1. **Custom Transformer (`MedianIQRScaler`)**:
   - Inherits from `BaseEstimator` and `TransformerMixin`, making it compatible with scikit-learn pipelines.
   - `__init__` initializes the instance variables (`medians_` and `iqr_`) to store calculated medians and IQR.
   
2. **Fitting the Transformer**:
   - `fit(X)` calculates the medians and IQR for each feature in the input data `X`.
   - Handles the case where IQR is zero to prevent division errors during transformation.
   - Returns the transformer instance itself (`self`).
   
3. **Transforming Data**:
   - `transform(X)` scales the input data `X` using the medians and IQR learned during the fit.

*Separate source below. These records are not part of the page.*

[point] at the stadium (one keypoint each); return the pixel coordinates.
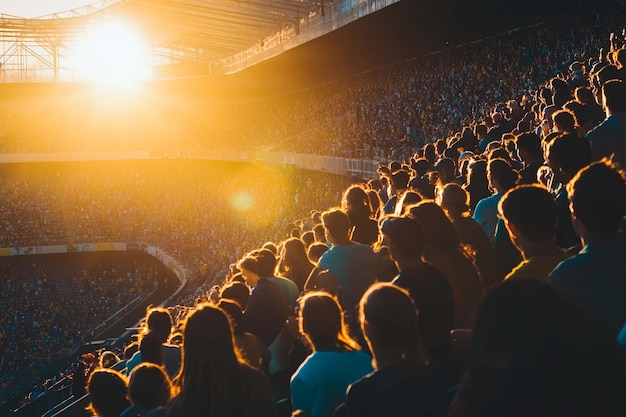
(313, 208)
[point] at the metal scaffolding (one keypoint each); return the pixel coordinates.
(188, 37)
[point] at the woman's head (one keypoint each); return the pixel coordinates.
(454, 200)
(149, 387)
(439, 232)
(208, 351)
(294, 252)
(107, 393)
(501, 176)
(321, 322)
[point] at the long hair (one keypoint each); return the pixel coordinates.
(392, 323)
(321, 322)
(210, 376)
(296, 262)
(107, 393)
(533, 352)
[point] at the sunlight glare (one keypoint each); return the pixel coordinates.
(114, 54)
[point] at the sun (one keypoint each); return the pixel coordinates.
(113, 53)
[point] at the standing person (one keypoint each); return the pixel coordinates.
(213, 379)
(107, 393)
(354, 265)
(595, 278)
(356, 204)
(530, 216)
(319, 385)
(159, 323)
(444, 251)
(295, 264)
(534, 353)
(401, 385)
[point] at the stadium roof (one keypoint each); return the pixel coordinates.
(202, 32)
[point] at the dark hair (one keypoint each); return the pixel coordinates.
(614, 93)
(107, 393)
(149, 387)
(211, 374)
(454, 200)
(564, 120)
(532, 210)
(502, 172)
(266, 263)
(597, 195)
(238, 292)
(336, 222)
(321, 322)
(570, 151)
(316, 250)
(531, 143)
(159, 321)
(150, 348)
(406, 234)
(392, 322)
(296, 262)
(534, 353)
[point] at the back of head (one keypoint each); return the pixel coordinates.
(159, 321)
(107, 393)
(406, 236)
(564, 121)
(389, 321)
(238, 292)
(336, 223)
(150, 348)
(266, 263)
(149, 387)
(570, 152)
(502, 172)
(209, 357)
(533, 352)
(234, 313)
(531, 144)
(316, 250)
(614, 96)
(597, 197)
(321, 321)
(439, 232)
(532, 210)
(455, 200)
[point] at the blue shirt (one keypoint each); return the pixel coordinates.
(320, 383)
(595, 279)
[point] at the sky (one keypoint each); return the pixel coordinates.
(35, 8)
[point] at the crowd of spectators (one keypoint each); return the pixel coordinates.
(383, 113)
(51, 306)
(543, 342)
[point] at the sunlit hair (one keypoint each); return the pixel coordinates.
(392, 322)
(159, 321)
(107, 393)
(408, 197)
(321, 322)
(597, 196)
(355, 201)
(149, 387)
(454, 200)
(295, 262)
(210, 376)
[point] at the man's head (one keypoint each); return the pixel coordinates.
(404, 237)
(567, 154)
(529, 214)
(337, 225)
(597, 197)
(529, 147)
(614, 97)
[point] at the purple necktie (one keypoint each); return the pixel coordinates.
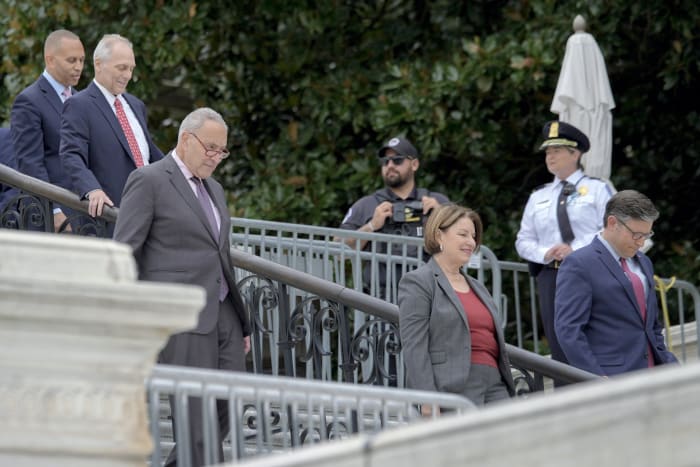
(641, 300)
(205, 203)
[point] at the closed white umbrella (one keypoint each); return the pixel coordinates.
(584, 98)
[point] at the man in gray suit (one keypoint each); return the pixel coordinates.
(174, 217)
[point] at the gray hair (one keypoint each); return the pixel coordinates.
(196, 119)
(53, 40)
(630, 204)
(104, 48)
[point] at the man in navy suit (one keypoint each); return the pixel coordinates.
(104, 135)
(605, 311)
(7, 157)
(36, 113)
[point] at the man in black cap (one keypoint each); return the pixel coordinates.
(399, 209)
(560, 217)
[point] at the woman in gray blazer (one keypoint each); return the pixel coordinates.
(451, 335)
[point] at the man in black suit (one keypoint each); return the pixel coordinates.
(36, 113)
(174, 217)
(104, 136)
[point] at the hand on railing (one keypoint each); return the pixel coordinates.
(98, 199)
(59, 219)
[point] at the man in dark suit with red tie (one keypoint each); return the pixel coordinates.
(174, 217)
(606, 314)
(104, 135)
(36, 113)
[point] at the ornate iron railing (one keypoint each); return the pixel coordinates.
(32, 208)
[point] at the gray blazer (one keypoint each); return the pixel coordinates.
(162, 221)
(435, 333)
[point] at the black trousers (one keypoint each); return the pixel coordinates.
(546, 285)
(221, 349)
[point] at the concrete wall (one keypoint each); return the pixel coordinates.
(78, 336)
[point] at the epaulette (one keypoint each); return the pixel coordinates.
(540, 187)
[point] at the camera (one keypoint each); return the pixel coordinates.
(407, 211)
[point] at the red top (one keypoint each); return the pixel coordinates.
(481, 328)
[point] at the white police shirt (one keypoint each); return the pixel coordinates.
(539, 229)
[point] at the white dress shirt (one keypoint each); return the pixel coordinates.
(539, 229)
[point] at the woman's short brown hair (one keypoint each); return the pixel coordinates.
(442, 218)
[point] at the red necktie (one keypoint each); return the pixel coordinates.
(130, 138)
(641, 300)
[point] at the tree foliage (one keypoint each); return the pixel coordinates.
(312, 89)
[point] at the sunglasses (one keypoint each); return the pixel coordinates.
(397, 160)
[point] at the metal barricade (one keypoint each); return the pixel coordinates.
(274, 414)
(322, 252)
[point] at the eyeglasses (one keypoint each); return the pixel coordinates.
(636, 236)
(223, 153)
(397, 160)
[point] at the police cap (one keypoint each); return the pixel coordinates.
(558, 133)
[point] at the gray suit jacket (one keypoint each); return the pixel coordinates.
(435, 333)
(162, 221)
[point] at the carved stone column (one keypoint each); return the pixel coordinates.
(78, 336)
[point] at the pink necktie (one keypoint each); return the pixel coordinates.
(641, 300)
(130, 138)
(205, 201)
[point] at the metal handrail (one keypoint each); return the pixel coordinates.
(519, 357)
(54, 193)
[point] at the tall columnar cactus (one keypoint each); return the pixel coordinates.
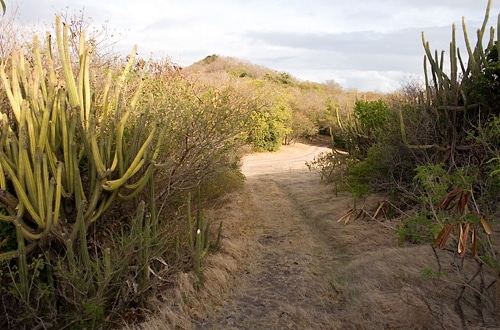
(60, 151)
(448, 97)
(449, 90)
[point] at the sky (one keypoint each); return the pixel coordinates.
(369, 45)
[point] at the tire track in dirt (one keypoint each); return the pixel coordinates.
(285, 287)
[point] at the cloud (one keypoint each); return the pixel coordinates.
(365, 42)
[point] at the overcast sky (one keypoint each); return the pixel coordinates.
(365, 44)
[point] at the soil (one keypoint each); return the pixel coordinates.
(287, 262)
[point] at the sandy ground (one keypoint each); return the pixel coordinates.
(296, 276)
(287, 263)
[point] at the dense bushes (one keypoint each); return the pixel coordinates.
(435, 150)
(96, 163)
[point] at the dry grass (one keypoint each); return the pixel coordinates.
(286, 263)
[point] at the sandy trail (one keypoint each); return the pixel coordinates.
(305, 270)
(286, 286)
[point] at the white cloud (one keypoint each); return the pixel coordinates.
(369, 43)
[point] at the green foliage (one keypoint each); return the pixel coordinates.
(267, 127)
(199, 236)
(372, 116)
(418, 229)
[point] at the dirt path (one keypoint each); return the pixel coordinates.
(287, 263)
(290, 282)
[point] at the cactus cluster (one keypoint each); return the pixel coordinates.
(199, 235)
(63, 157)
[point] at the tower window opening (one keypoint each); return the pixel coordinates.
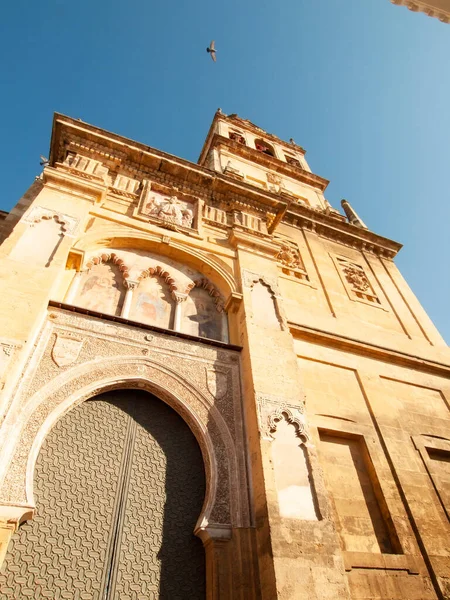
(291, 160)
(264, 148)
(237, 137)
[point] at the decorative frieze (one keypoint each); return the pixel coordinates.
(168, 209)
(38, 213)
(290, 261)
(249, 221)
(85, 167)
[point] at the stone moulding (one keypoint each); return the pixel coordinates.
(111, 357)
(37, 213)
(271, 411)
(191, 176)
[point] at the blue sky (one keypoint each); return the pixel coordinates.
(363, 85)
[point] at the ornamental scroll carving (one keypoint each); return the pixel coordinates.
(271, 411)
(291, 262)
(171, 210)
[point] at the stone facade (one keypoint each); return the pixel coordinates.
(282, 333)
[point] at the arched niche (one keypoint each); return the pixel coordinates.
(152, 303)
(150, 288)
(206, 265)
(100, 286)
(203, 313)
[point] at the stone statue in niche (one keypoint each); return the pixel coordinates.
(170, 210)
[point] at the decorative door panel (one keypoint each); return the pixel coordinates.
(119, 484)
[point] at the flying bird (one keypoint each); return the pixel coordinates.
(212, 50)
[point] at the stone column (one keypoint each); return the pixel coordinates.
(130, 285)
(216, 541)
(73, 288)
(10, 518)
(179, 299)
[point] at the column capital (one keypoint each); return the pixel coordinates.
(179, 297)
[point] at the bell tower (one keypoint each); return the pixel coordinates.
(257, 402)
(239, 149)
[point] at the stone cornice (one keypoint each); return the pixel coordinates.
(209, 185)
(340, 231)
(429, 8)
(237, 121)
(361, 348)
(270, 162)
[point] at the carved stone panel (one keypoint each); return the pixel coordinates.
(167, 206)
(78, 356)
(356, 281)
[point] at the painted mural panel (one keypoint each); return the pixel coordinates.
(152, 304)
(102, 290)
(201, 317)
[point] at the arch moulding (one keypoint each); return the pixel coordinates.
(202, 388)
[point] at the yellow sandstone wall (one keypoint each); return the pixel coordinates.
(345, 380)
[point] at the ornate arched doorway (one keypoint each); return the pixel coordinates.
(119, 485)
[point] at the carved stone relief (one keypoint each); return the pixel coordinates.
(270, 284)
(66, 349)
(38, 213)
(88, 168)
(271, 411)
(79, 356)
(167, 208)
(356, 281)
(291, 262)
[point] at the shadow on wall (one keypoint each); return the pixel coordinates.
(163, 500)
(119, 487)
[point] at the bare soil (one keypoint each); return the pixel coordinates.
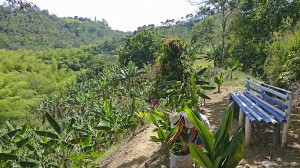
(140, 152)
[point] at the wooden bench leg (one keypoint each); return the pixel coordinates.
(285, 134)
(247, 131)
(276, 134)
(241, 117)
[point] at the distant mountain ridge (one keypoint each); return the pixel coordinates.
(36, 29)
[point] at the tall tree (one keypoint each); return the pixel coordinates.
(141, 48)
(225, 9)
(255, 26)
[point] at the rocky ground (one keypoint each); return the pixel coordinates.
(140, 152)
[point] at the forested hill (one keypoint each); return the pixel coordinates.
(36, 29)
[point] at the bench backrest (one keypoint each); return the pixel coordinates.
(274, 100)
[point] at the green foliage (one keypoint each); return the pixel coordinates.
(27, 77)
(219, 81)
(233, 67)
(36, 29)
(141, 48)
(282, 64)
(253, 28)
(220, 149)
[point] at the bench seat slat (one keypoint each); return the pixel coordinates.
(283, 96)
(249, 115)
(250, 108)
(266, 117)
(271, 99)
(265, 107)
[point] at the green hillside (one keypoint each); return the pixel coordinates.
(36, 29)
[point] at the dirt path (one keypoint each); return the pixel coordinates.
(141, 150)
(136, 152)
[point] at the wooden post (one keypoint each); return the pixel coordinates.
(247, 131)
(288, 120)
(276, 134)
(241, 117)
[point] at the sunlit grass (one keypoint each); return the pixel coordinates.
(203, 63)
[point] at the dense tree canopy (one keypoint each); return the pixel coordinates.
(37, 29)
(141, 48)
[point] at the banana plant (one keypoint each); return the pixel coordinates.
(219, 81)
(233, 68)
(221, 150)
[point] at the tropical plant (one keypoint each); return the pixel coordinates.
(220, 150)
(219, 81)
(233, 67)
(141, 47)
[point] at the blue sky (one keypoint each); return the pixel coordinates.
(124, 15)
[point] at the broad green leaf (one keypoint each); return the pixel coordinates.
(225, 125)
(13, 133)
(30, 147)
(31, 164)
(172, 132)
(199, 156)
(217, 162)
(104, 128)
(9, 125)
(7, 156)
(47, 134)
(161, 134)
(23, 142)
(127, 126)
(52, 142)
(24, 128)
(153, 120)
(87, 140)
(208, 87)
(53, 123)
(87, 148)
(202, 95)
(236, 140)
(78, 140)
(68, 145)
(201, 72)
(234, 159)
(201, 82)
(155, 139)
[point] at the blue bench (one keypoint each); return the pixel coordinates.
(263, 103)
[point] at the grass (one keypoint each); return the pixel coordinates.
(203, 63)
(238, 77)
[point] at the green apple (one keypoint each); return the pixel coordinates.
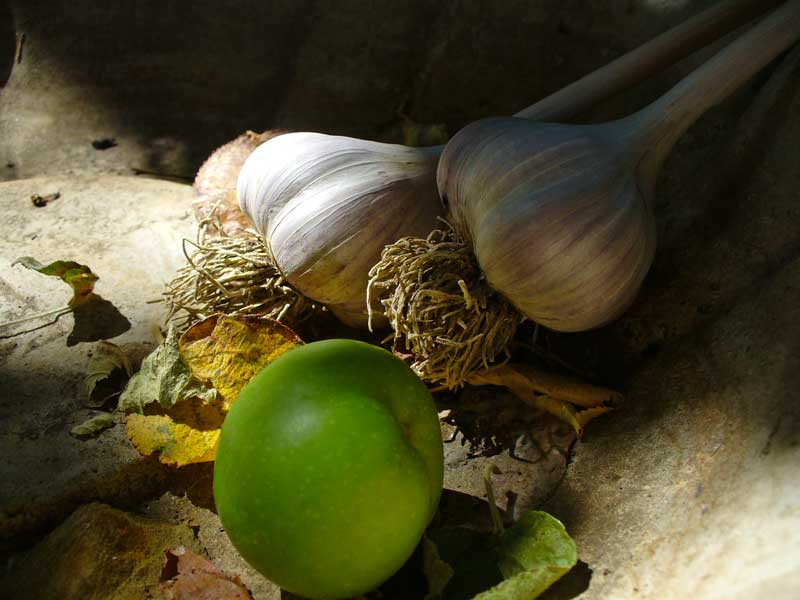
(329, 468)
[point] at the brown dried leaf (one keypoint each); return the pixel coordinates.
(176, 443)
(225, 352)
(228, 351)
(187, 576)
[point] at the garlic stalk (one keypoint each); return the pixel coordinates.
(560, 216)
(327, 205)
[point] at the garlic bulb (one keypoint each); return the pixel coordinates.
(560, 217)
(554, 217)
(327, 205)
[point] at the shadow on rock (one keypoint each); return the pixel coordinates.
(97, 319)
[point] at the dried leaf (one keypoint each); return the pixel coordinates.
(187, 576)
(94, 425)
(163, 379)
(176, 443)
(221, 352)
(532, 555)
(228, 351)
(79, 277)
(106, 359)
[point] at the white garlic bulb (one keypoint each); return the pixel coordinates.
(327, 205)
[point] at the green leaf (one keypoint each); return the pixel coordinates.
(164, 379)
(470, 555)
(106, 359)
(437, 572)
(94, 425)
(79, 277)
(532, 555)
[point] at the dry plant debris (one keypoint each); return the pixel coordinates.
(441, 307)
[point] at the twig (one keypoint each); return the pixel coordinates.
(20, 44)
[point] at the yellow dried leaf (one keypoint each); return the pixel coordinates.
(225, 352)
(176, 443)
(228, 351)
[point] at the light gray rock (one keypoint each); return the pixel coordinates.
(128, 231)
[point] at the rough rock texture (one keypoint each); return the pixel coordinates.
(98, 553)
(128, 230)
(691, 491)
(211, 534)
(170, 85)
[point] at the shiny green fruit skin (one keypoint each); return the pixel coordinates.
(329, 468)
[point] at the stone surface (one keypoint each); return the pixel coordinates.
(98, 553)
(128, 230)
(692, 490)
(689, 491)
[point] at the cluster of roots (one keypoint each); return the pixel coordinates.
(441, 307)
(233, 274)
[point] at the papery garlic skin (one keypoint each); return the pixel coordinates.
(557, 221)
(327, 205)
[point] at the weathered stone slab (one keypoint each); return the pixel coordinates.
(128, 230)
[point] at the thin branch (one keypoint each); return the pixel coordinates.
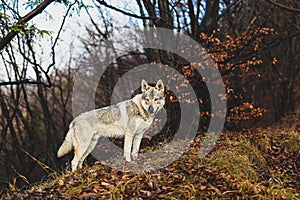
(102, 2)
(291, 9)
(5, 40)
(25, 81)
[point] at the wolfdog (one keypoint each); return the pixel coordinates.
(129, 119)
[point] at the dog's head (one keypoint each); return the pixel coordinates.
(153, 97)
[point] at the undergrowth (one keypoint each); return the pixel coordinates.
(254, 164)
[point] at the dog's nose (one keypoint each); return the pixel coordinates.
(151, 109)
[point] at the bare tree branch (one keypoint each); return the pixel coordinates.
(25, 81)
(5, 40)
(102, 2)
(291, 9)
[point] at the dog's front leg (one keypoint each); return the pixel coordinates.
(127, 147)
(136, 145)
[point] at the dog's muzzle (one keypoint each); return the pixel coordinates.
(151, 110)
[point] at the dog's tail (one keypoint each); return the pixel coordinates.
(68, 142)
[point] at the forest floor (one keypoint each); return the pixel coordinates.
(261, 163)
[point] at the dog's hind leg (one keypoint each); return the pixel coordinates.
(80, 154)
(136, 145)
(127, 147)
(88, 150)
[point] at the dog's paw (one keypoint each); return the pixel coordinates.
(134, 157)
(128, 159)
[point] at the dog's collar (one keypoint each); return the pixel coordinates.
(142, 111)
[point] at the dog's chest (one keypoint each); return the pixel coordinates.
(142, 125)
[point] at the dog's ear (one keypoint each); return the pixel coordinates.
(144, 86)
(160, 86)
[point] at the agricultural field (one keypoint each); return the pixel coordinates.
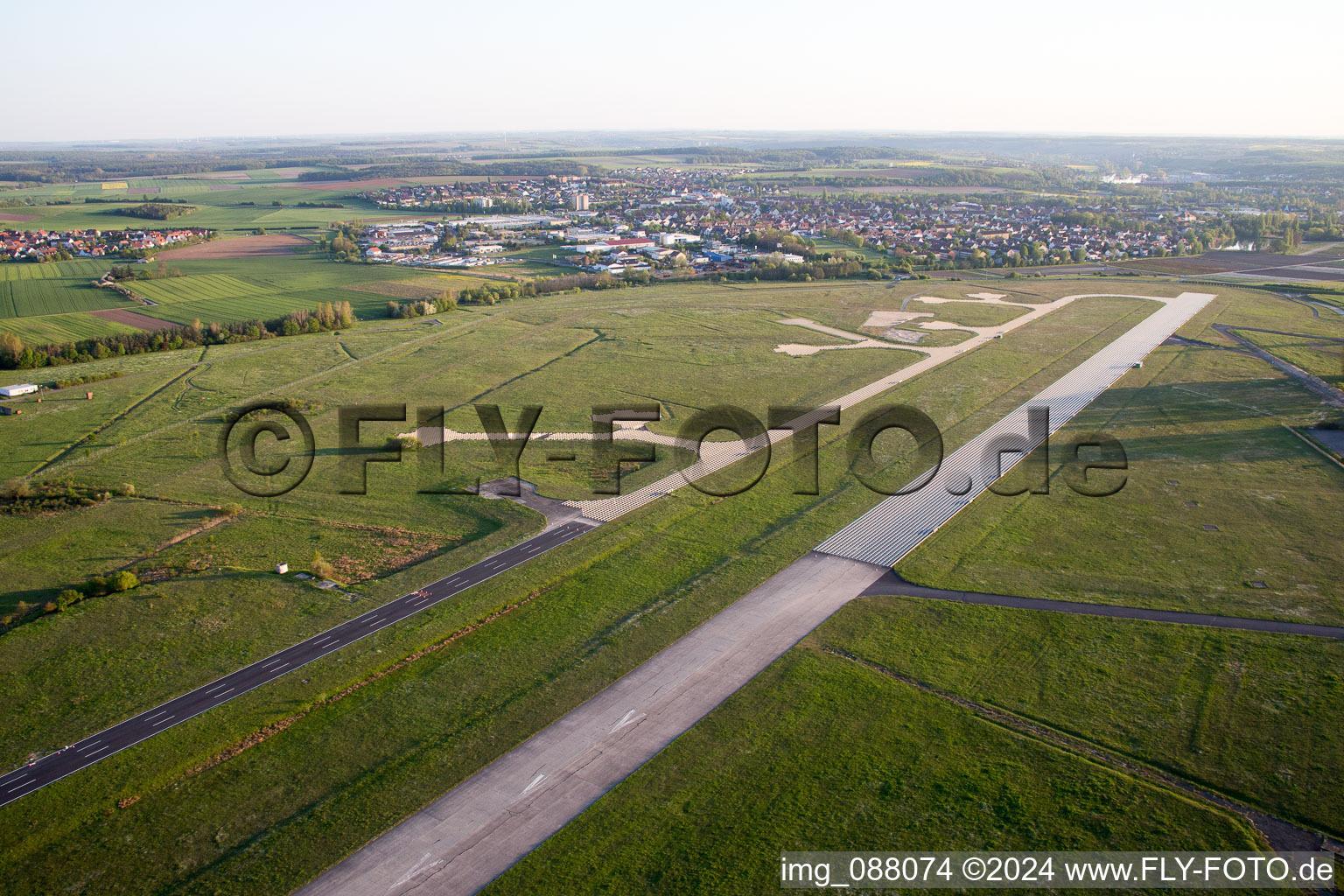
(37, 300)
(60, 328)
(198, 288)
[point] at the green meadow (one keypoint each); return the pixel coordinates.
(458, 685)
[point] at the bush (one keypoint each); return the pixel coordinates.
(321, 569)
(124, 580)
(18, 488)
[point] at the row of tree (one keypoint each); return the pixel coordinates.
(327, 316)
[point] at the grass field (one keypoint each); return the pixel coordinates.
(1206, 446)
(817, 754)
(1245, 713)
(507, 657)
(1323, 359)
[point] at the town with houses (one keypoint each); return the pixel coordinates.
(45, 246)
(706, 220)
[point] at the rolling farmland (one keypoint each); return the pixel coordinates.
(60, 328)
(198, 288)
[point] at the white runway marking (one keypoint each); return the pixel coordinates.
(626, 720)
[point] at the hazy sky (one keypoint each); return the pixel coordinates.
(104, 70)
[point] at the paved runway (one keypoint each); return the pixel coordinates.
(464, 840)
(892, 529)
(480, 828)
(147, 724)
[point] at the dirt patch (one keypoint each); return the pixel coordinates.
(132, 318)
(242, 248)
(394, 289)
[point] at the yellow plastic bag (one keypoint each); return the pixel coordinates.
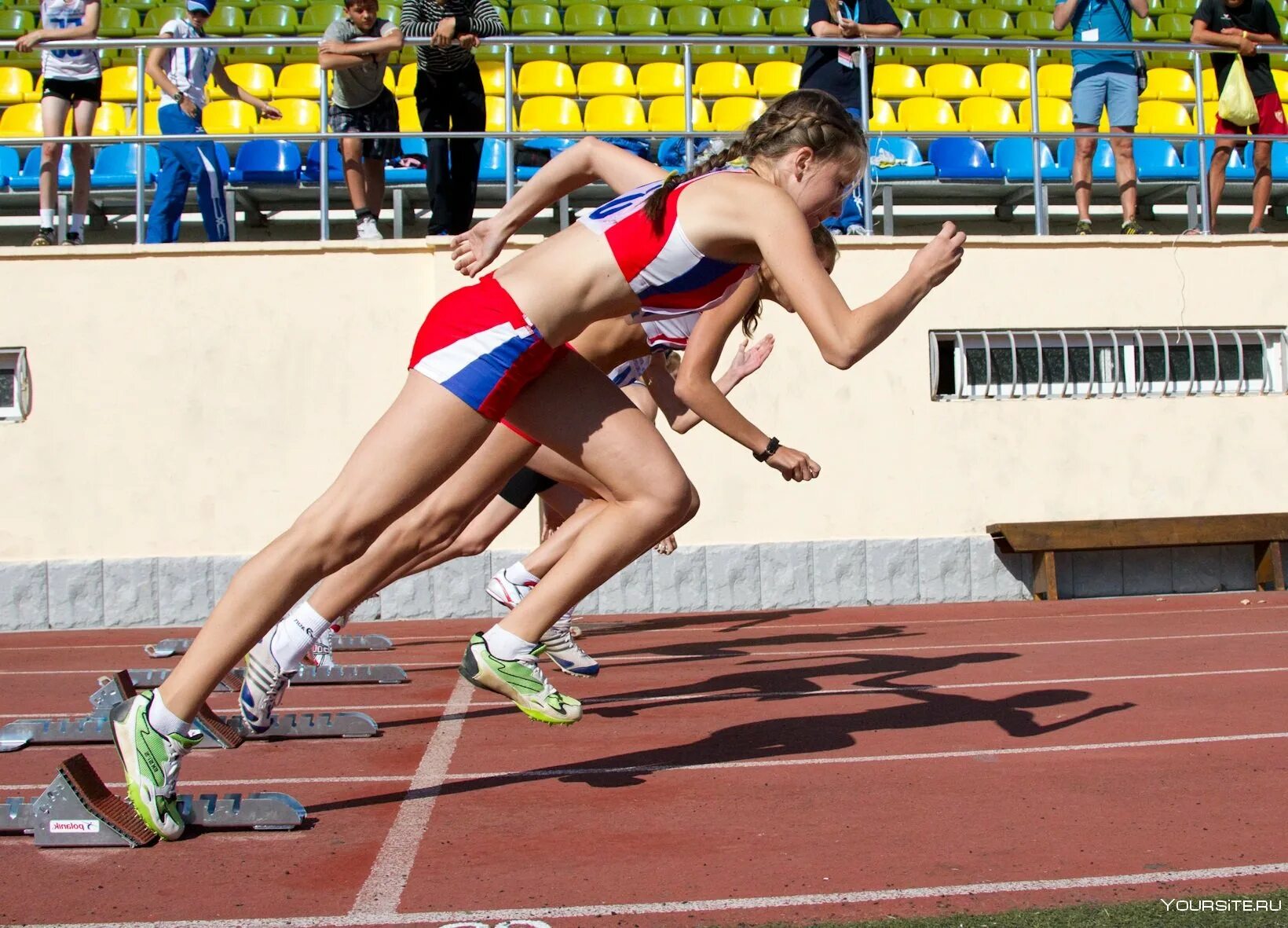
(1237, 104)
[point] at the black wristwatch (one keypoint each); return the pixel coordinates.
(768, 453)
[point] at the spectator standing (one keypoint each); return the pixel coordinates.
(1103, 80)
(450, 96)
(72, 82)
(357, 48)
(1241, 26)
(835, 70)
(182, 74)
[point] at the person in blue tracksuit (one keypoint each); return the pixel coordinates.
(182, 75)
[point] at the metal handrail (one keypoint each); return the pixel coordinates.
(142, 44)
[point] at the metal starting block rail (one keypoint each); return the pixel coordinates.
(171, 647)
(78, 809)
(225, 732)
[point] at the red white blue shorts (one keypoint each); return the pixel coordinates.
(478, 344)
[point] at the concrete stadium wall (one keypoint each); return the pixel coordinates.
(188, 402)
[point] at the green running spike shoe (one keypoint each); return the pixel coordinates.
(521, 680)
(151, 762)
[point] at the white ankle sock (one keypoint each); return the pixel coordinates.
(507, 644)
(295, 636)
(519, 575)
(163, 720)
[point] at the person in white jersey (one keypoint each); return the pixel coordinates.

   - Raises a `RuntimeError` if the transformer has not been fitted before transformation.
   
4. **Generating Sample Data**:
   - `make_blobs` generates synthetic data (`X`) with 100 samples, 2 features, and 3 centers for clustering.
   
5. **Using the Transformer**:
   - `MedianIQRScaler()` initializes an instance of the custom transformer.
   - `scaler.fit(X)` fits the transformer to the data `X`, calculating medians and IQR.
   - `scaler.transform(X)` transforms the data `X` using the learned medians and IQR.
   
6. **Purpose**:
   - This code demonstrates how to create a custom transformer in scikit-learn to perform specialized data preprocessing tasks, such as scaling features using robust statistics like median and IQR. Custom transformers allow flexibility in preprocessing pipelines, catering to specific requirements of machine learning models.